Era ainda pequena quando comecei a perceber o ritual da “Sagrada Família” em casa dos meus avós ribatejanos. A minha avó Teodora recebia a caixa que ficava exposta na sala de jantar, rodeada de fotografias de familiares ausentes e iluminada por velas. Perguntei-lhe um dia porquê colocar velas junto das fotografias, e ela com um semblante solene respondeu: “para dar luz aos mortos!”.
Embora venha de uma família de músicos — o meu avô materno deixou mais de duzentas partituras escritas — a música e o Fado nunca fizeram parte da minha vida. Só aos 46 anos, ao começar a aprender a tocar Guitarra Portuguesa, se abriu diante de mim esse mundo novo.
Nele encontrei a música e o seu estudo mais teórico, mas também o desenho, a ilustração, a pintura e o fascínio pela madeira na construção da guitarra.
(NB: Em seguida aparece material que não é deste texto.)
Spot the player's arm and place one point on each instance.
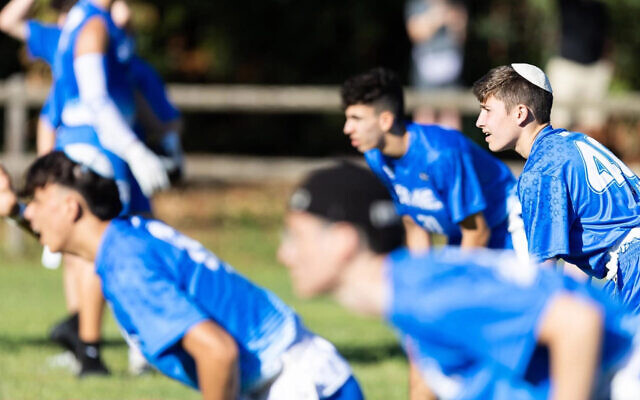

O que era para ter sido só um hobby, mudou a minha visão de vida e criou um renovado sentido de propósito. Afinal, também eu posso dar dar luz aos mortos, na Música e com a Guitarra Portuguesa. E não é um acaso que a minha "primogénita" se chame Maria da Luz!
Nunca me vi, nem nunca me verei como um luthier, título estrangeiro que não honra os meus mortos (e os seus!), e para lhe ser sincera nem sei se algum dia serei profissional deste ofício. Mas guitarreira traduz bem o amor que tenho pela Guitarra Portuguesa e sentido de gratitude pela grande aventura destes últimos anos!